To get in on the deal, visitors just need to purchase a membership at one of the participating institutions, where annual fees start at $45. A membership card from any participating museum lets you in free to all the others throughout the month of August.
Must-See Museums for Visitors
National World War II Museum (945 Magazine St.)
Housed on a six-acre campus with five soaring pavilions, the country’s official World War II Museum tells the story of the globe-spanning war that changed the world through the experiences of the men and women who lived through it. Expect to spend more than one day exploring its vast exhibits, which becoming a member allows you to do.

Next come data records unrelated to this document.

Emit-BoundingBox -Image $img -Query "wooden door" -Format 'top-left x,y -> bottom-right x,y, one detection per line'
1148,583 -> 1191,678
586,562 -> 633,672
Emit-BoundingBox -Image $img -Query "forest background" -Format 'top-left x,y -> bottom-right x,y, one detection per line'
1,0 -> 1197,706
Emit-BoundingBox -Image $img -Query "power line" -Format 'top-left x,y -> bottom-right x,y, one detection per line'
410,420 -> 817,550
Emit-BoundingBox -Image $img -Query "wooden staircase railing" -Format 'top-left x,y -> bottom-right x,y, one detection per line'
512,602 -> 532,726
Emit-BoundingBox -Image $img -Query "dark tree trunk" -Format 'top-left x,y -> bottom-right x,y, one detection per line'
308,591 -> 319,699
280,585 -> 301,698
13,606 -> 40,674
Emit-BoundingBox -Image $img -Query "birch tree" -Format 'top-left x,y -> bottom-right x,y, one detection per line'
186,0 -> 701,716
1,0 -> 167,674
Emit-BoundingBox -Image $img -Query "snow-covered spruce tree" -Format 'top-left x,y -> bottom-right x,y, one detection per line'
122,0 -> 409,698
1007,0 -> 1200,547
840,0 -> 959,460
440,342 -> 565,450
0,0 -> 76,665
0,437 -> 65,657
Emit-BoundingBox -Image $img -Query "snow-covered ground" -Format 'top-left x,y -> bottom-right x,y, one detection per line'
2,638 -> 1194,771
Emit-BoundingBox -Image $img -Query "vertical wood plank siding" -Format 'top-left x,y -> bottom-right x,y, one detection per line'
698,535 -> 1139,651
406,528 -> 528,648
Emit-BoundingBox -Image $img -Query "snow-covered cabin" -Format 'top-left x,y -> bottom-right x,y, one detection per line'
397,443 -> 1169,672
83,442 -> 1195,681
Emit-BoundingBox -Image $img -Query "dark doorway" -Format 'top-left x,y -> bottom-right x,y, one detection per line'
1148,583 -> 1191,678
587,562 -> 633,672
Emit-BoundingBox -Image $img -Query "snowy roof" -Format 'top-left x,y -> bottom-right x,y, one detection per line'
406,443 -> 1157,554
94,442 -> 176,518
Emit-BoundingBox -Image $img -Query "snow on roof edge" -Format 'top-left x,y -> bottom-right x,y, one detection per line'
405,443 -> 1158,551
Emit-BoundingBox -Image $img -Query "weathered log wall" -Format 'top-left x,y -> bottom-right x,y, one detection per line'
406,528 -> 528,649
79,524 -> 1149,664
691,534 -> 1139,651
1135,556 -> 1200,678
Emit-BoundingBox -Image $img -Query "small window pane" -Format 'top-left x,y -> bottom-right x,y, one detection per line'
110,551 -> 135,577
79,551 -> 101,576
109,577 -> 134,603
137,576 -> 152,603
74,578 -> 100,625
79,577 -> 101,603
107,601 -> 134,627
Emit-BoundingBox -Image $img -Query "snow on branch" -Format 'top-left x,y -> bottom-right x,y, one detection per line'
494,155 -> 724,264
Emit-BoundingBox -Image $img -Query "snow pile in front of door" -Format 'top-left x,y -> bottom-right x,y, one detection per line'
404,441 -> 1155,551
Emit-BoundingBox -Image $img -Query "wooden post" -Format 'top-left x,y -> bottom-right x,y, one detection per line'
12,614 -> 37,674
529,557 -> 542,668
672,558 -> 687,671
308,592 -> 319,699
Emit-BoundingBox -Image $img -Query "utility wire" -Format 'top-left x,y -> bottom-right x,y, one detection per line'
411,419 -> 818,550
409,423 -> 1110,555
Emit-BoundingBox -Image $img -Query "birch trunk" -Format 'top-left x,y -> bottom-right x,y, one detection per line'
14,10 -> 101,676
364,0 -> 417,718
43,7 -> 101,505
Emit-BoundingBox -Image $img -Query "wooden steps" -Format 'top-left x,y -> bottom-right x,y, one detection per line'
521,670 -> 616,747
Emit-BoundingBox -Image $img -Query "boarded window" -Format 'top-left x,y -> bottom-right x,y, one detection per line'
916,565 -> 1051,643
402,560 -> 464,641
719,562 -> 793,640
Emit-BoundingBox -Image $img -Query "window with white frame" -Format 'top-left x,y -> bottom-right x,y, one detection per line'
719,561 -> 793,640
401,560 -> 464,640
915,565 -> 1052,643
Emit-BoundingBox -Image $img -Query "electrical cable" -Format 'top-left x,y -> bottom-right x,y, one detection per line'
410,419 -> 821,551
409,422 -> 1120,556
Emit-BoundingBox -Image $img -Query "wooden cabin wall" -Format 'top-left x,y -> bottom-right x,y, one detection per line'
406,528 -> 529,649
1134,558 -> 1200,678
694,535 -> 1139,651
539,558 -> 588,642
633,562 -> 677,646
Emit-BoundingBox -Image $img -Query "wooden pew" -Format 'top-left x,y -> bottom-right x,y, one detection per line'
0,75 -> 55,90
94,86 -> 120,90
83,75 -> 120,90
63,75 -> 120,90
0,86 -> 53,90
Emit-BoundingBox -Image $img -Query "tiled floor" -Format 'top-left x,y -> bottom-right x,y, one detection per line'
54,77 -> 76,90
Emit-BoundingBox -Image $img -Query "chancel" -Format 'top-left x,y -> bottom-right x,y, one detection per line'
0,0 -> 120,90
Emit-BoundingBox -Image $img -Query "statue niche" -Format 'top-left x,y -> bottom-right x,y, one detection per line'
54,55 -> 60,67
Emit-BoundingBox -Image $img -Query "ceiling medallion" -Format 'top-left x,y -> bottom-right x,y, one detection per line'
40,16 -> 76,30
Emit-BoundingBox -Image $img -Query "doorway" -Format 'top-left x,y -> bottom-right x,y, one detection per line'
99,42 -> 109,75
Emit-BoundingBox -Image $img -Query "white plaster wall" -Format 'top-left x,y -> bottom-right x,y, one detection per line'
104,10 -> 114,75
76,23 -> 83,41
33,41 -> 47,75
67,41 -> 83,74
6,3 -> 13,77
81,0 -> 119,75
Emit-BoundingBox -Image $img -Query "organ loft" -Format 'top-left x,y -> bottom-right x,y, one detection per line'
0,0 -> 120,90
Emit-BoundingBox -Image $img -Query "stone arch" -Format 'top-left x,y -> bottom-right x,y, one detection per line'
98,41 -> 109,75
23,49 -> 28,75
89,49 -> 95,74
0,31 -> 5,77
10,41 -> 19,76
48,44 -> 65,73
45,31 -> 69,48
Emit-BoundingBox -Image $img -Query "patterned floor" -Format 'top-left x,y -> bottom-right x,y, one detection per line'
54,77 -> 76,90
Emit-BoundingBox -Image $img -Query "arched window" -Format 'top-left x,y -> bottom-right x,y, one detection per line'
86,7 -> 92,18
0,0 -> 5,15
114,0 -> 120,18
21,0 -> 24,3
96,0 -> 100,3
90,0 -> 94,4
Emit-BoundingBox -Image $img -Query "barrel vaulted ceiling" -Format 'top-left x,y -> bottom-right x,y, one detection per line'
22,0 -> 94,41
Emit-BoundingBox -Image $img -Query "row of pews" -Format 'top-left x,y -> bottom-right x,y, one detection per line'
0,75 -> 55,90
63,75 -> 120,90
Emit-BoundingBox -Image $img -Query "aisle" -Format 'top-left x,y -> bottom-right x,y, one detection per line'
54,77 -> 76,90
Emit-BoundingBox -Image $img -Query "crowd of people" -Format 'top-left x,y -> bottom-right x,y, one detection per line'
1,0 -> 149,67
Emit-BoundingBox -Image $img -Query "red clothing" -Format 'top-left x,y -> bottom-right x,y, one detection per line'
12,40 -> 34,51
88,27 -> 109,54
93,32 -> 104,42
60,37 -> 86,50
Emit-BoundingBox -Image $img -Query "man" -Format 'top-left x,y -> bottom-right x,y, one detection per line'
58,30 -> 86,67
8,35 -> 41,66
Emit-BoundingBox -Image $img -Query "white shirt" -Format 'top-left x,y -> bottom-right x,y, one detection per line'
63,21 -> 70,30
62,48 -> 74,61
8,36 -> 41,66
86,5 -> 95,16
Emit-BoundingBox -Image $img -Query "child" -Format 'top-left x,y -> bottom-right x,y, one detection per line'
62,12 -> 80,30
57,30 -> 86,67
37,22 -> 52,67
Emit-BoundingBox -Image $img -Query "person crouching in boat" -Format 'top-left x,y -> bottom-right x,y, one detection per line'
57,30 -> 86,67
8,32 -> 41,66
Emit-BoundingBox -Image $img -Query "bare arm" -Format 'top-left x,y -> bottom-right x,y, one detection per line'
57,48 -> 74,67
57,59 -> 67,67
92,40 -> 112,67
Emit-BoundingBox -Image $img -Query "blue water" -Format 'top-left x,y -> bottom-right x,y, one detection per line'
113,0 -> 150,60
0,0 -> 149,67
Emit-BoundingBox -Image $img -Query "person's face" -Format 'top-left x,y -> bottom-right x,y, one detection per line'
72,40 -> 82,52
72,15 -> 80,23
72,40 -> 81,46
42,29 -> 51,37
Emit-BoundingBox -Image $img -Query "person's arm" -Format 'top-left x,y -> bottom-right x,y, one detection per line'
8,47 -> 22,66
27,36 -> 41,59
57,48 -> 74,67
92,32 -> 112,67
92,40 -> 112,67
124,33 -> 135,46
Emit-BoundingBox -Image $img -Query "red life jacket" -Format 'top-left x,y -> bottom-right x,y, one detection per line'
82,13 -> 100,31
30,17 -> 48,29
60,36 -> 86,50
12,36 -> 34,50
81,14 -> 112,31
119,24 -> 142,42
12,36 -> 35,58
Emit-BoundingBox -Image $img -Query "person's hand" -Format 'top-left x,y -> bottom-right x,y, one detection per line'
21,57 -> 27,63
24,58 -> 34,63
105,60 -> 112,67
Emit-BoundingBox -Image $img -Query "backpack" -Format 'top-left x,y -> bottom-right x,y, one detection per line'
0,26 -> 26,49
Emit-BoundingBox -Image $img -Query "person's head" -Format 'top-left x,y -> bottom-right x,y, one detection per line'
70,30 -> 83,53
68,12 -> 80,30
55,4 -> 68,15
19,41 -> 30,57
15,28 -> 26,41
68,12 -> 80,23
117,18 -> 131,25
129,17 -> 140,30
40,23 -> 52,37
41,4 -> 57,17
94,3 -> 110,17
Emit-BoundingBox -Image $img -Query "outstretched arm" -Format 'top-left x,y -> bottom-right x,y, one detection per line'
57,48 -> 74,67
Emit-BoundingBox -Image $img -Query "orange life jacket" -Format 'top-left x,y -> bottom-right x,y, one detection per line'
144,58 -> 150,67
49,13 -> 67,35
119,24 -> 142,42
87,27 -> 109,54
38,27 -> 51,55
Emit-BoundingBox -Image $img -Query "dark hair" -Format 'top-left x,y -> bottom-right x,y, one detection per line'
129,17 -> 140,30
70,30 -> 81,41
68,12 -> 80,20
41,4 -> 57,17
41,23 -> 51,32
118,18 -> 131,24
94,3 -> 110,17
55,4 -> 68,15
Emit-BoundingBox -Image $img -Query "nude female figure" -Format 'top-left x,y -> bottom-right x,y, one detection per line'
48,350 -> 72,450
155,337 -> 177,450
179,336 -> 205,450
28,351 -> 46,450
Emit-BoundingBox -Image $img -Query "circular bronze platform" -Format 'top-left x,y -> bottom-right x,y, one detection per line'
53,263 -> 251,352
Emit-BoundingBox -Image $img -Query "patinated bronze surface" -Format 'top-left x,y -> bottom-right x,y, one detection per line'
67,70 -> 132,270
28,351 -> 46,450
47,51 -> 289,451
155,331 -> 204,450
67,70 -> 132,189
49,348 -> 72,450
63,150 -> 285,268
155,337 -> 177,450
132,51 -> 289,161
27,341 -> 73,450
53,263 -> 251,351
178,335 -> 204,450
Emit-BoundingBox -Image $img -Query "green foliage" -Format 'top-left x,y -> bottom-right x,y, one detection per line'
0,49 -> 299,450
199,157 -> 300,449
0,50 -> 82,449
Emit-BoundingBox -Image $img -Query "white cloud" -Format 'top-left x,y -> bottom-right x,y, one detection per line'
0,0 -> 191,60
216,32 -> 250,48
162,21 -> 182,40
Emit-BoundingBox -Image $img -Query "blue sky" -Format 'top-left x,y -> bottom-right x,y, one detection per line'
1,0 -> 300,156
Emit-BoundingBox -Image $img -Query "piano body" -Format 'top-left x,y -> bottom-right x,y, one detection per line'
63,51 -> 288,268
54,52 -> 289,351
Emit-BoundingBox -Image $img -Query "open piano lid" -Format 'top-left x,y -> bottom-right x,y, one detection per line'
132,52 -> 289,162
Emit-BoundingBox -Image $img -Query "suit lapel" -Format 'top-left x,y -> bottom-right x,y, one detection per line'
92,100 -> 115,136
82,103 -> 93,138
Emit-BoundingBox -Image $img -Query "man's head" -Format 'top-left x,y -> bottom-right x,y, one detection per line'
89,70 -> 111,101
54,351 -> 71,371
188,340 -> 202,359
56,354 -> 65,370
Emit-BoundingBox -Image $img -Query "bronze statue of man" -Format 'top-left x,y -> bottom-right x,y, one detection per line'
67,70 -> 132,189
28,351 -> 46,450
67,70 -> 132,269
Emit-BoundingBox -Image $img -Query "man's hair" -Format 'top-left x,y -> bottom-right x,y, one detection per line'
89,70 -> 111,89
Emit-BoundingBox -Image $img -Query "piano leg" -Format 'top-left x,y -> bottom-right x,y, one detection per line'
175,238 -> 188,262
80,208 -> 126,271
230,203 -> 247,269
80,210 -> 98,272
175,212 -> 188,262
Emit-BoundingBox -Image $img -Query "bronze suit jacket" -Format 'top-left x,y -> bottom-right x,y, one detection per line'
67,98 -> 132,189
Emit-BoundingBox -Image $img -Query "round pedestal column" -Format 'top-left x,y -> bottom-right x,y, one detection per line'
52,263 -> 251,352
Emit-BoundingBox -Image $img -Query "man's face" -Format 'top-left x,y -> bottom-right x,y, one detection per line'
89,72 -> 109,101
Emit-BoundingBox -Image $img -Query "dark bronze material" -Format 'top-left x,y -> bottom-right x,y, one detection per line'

Contemporary Arts Center (900 Camp St.)
The CAC is a hub of creative activity, from large-scale visual art exhibitions to music, dance, and theatre performances. The first Saturday in August, it also serves as ground zero for the Arts District’s annual White Linen Night, when it hosts a lively after party. Free admission to that hot-ticket event is included with a membership.
Ogden Museum of Contemporary Art (925 Camp St.)
Just across the street from the CAC, the Ogden boasts the largest collection of Southern art in the country, ranging from traditional folk art to cutting edge contemporary art and photography. Membership fees are discounted during August, and include free admission to live Ogden After Hours concerts every Thursday.
New Orleans Pharmacy Museum (514 Chartres St.)
Built in 1823 for Louis Dufilho, America’s first licensed pharmacy, this unique museum gives visitors a glimpse into oft-questionable medical practices in 19th century New Orleans, when opium was as common as aspirin and voodoo potions shared shelf space with patent medicines. Memberships include free admission to special programs.
New Orleans Museum of Art (City Park)
The city’s oldest fine arts museum dates first opened in 1911 and houses extensive collections of art from around the world. Set on a beautiful outdoor campus in City Park, NOMA is also home to the five-acre Sydney and Walda Bestoff Sculpture Garden. Memberships include members-only preview receptions and special events.